而另一头的愣头青,好像还没弄清楚状况,向前两步,对着躺在地上的黄毛出声嘲讽,对此黄毛直接被气得一口血吐了出来,哪知愣头青刚好有恐血症,登时便被吓得向后两步,被人偶小姐看见后因为羞耻于自己被血吓到甚至还想逃跑。
(实际上是他看到黄毛死了,心生恐惧,被吓得后退。)
于是他就心花怒放了,甚至连满腔热血都溅到他身后那位吃瓜女子脸上了。
女子哪经受得住他的满腔热血,登时就失声尖叫着拍打起自己的脸蛋来,结果就被水灵灵地脑洞大开了。

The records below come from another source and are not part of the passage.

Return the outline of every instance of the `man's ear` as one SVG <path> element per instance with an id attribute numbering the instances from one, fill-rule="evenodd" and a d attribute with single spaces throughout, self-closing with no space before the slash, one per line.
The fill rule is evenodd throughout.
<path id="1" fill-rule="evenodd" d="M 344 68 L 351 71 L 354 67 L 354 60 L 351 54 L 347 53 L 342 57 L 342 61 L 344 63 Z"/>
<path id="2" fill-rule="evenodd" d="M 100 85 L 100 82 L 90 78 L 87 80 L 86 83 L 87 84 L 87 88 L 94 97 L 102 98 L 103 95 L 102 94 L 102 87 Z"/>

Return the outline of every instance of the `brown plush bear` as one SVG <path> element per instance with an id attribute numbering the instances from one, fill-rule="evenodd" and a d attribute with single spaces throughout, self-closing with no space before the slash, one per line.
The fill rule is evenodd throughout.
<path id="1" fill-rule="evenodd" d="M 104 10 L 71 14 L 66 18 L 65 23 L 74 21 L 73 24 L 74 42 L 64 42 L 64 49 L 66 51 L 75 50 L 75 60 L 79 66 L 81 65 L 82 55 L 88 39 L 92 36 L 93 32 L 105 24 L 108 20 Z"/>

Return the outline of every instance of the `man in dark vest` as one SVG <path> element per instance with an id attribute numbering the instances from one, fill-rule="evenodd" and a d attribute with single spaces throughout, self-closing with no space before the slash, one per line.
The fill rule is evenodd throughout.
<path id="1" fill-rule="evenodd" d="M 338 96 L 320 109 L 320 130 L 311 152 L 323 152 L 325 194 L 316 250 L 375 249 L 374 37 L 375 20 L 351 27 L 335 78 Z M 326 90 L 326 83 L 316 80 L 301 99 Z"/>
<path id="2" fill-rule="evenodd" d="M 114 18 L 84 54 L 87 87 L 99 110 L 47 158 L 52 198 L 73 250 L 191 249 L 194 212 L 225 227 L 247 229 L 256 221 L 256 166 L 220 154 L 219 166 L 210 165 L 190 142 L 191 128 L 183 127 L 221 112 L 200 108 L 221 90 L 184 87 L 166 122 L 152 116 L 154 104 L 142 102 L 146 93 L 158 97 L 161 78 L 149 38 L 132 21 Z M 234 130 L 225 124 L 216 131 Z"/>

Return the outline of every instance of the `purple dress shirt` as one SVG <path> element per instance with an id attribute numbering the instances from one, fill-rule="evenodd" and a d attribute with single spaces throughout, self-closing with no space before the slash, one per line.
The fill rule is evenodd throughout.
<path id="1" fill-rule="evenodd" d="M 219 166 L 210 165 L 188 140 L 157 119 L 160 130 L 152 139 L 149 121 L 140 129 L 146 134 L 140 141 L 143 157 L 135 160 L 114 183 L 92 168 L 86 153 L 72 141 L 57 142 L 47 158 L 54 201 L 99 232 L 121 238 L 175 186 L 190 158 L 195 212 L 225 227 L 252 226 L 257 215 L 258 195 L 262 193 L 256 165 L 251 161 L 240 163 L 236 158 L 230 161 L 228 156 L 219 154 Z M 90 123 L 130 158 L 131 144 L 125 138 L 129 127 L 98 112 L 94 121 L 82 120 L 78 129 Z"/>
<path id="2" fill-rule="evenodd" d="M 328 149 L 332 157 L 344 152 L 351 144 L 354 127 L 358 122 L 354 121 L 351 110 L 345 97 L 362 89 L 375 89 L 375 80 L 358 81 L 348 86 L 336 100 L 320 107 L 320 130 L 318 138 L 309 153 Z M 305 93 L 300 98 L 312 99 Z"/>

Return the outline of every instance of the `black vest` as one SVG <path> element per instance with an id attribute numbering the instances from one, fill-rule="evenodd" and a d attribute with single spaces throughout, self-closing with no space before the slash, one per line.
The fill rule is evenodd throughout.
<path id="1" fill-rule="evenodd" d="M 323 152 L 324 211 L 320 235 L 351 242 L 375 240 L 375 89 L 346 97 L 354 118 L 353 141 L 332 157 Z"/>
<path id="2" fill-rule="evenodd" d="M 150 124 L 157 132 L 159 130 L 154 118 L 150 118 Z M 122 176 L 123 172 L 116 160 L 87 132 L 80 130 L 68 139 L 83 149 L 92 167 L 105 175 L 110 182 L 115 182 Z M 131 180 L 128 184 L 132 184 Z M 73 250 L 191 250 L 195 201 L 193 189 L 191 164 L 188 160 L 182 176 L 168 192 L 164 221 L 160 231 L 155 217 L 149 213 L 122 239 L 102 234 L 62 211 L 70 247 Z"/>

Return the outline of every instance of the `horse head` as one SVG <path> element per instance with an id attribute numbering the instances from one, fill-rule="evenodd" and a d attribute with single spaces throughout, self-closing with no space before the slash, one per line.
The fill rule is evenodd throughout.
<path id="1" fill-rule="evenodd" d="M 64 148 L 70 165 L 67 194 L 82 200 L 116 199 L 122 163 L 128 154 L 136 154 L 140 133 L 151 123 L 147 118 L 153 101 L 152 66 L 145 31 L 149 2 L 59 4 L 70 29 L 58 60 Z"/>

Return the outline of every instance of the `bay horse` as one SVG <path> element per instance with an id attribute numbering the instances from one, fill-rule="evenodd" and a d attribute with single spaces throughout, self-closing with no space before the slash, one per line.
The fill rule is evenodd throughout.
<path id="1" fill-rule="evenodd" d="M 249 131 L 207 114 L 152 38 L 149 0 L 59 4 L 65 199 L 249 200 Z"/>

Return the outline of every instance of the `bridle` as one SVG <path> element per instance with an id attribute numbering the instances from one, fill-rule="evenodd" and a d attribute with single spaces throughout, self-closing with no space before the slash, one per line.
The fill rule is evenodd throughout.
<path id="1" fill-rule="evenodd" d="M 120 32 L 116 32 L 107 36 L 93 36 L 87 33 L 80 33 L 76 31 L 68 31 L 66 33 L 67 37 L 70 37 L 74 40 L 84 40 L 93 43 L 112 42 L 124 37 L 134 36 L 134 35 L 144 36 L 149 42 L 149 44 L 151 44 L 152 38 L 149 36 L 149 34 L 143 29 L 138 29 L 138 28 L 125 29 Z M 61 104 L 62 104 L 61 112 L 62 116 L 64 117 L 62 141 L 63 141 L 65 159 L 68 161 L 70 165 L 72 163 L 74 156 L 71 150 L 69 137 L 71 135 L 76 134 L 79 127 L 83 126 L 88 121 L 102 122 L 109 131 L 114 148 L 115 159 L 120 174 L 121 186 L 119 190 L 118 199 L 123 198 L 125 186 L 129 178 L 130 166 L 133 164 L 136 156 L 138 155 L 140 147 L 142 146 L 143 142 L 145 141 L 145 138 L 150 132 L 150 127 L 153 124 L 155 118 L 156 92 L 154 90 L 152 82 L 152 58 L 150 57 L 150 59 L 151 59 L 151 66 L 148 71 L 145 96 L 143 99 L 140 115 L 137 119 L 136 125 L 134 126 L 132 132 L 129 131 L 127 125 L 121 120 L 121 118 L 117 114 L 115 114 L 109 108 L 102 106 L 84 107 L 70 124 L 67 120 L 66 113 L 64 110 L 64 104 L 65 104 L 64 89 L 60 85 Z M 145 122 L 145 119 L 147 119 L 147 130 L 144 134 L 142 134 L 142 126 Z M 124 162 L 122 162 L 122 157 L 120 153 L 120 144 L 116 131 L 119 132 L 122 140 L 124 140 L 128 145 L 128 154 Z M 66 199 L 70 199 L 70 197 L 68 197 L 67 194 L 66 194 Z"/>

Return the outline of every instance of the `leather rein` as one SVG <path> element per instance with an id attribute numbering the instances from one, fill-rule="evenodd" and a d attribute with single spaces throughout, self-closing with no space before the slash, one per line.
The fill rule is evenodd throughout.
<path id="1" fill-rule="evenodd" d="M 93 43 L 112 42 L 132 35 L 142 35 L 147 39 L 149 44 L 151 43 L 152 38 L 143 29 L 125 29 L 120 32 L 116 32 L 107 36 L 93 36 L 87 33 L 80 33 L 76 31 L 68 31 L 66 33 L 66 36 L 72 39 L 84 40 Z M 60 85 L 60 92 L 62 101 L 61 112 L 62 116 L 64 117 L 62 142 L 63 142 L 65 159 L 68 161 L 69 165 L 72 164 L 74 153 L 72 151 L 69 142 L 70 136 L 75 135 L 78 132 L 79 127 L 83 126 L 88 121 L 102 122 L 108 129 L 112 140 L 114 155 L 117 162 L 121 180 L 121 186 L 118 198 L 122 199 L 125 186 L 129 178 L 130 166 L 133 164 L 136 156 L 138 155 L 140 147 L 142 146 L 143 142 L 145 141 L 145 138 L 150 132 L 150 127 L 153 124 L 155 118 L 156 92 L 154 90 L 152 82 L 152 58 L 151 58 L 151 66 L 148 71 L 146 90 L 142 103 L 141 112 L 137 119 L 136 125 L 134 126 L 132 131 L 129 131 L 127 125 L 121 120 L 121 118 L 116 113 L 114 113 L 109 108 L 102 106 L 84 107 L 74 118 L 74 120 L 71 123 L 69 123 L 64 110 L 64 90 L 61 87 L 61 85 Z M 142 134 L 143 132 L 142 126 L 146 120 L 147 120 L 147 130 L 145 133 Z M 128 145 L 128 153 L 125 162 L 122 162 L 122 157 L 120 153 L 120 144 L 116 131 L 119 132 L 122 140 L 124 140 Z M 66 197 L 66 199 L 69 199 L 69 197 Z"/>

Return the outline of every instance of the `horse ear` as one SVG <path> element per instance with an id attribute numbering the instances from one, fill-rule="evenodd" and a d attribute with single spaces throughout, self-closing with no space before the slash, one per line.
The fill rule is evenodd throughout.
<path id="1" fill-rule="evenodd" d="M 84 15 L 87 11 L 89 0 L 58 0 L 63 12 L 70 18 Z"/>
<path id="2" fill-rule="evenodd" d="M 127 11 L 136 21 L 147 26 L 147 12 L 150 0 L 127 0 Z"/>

这一连串的事情直接崩断了众人的神经,除了部分害怕到动不了的或者强行靠理智稳住身型的,剩下的都纷纷惊恐地边尖叫边向大门冲去。
结果无一例外,全部枪杀,一个不留。
好不容易,场面再次安顿下来。
终于,在人偶小姐再次重复游戏规则后,游戏再次开始。
“靠,失策了,没想到猪队友会能耽误这么多时间。”江熵看着眼前只剩下三分钟出头的倒计时脸色有些不好看,这样一来他就得在一分钟或者不到一分钟的时间内走完剩下将近四十五米,也就是说他不能再像之前那么悠闲了,至少得加快一点速度。
可能是因为半黑化的原因,江熵看到那么多人在一分钟内失去生命,想到的并不是害怕或者同情,而是一缕让人不易察觉的兴奋感。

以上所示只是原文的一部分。